I enjoy teaching real-world problem solving techniques that I learned while studying Mathematical Physics in college. I'm here to help students develop a deeper, more complete understanding through connections with every-day-life, because that's what I struggled with in school and I'd hate for others to struggle the same way.
Education & Certification
Undergraduate Degree: University of Northern Colorado - Bachelors, Mathematical Physics
Physics, Math, Science, Hockey, Golf, Soccer, Skiing/Snowboarding, Running, Swimming, Technology, Space
Q & A
What is your teaching philosophy?
Who cares about learning something if it won't help you in real life? I teach using real-world examples and down-to-earth scenarios. My approach to problem solving is less lecture-based and more hands-on, generating a more complete understanding of the material than just memorization.
What might you do in a typical first session with a student?
I can't help a student if I don't know anything about them. My first priority is to learn about the student's principles, motivations, and goals in life. From there, we can apply the course material more directly to the student's life.
How can you help a student become an independent learner?
People learn best when they use what they're studying in real life. I teach by using real-world examples and emphasizing independent critical thinking techniques that students can use on their own to better practice and digest what they're studying.
If a student has difficulty learning a skill or concept, what would you do?

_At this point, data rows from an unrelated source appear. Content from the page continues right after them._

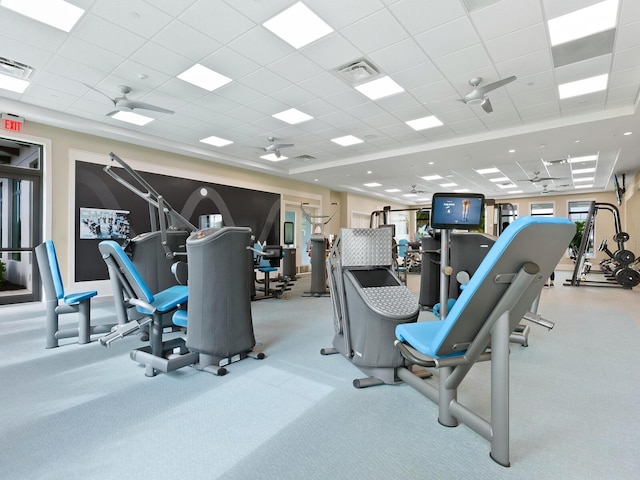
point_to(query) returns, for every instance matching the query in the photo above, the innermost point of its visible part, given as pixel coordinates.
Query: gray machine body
(466, 253)
(369, 301)
(150, 259)
(219, 310)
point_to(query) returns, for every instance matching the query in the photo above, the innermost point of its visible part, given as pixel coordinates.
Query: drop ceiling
(431, 48)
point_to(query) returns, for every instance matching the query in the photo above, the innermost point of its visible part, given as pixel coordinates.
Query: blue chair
(151, 307)
(262, 262)
(59, 303)
(479, 325)
(403, 246)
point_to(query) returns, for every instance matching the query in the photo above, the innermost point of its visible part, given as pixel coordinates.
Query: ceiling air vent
(358, 72)
(15, 69)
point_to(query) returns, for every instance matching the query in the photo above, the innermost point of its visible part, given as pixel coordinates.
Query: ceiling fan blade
(144, 106)
(492, 86)
(100, 92)
(486, 105)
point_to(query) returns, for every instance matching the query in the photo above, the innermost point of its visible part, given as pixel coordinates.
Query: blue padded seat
(58, 302)
(428, 337)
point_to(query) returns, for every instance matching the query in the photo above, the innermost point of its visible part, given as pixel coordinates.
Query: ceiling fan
(276, 147)
(125, 104)
(478, 96)
(413, 191)
(546, 190)
(537, 178)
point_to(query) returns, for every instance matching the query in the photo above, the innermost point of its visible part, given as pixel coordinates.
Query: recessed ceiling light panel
(298, 26)
(424, 123)
(347, 140)
(379, 88)
(131, 117)
(584, 22)
(56, 13)
(13, 84)
(583, 87)
(204, 77)
(292, 116)
(216, 141)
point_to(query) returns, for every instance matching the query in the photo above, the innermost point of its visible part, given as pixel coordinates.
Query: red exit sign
(13, 125)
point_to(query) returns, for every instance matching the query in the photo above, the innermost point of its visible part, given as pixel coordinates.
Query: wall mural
(191, 198)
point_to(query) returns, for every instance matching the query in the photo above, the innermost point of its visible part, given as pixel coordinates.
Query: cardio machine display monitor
(456, 210)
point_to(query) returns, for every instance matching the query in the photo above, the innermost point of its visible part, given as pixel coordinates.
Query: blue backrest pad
(109, 247)
(541, 240)
(55, 269)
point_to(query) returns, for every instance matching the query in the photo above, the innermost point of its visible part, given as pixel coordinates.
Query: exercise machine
(368, 301)
(620, 269)
(319, 245)
(479, 325)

In my experience, students struggle with new skills and concepts for only a couple of reasons. My first priority is to uncover whether the student is struggling because they have an incomplete understanding of the basics of the new material or skill, or whether they are struggling because they can't see where the new skill or material would be useful in their life. If the student struggles because of an incomplete foundation, my solution is to simply go back to the basics and strengthen the groundwork for the new skill or concept. If the student struggles because of a disconnect with their life, I refocus the material to include specific examples that the student can relate to.
How would you help a student get excited/engaged with a subject that they are struggling in?
Who cares about learning something if you don't use it in real life? I always struggled to engage with things that I couldn't relate to, so I learned to apply a subject to what I care about. I do the same with students by learning what they care about and finding ways to connect the subject at hand to the student's passions and life.
What techniques would you use to be sure that a student understands the material?
If you do not completely understand something, you cannot properly teach it. I check a student's understanding by having them teach me the material after they have learned it. For example, if a student and I are studying a math subject, then I would make a new problem that had twists and catches in it, and then have the student teach me how to solve the problem. If the student misses something or gets part of it wrong, we go back to that part of the material and try to improve the student's understanding of the subject.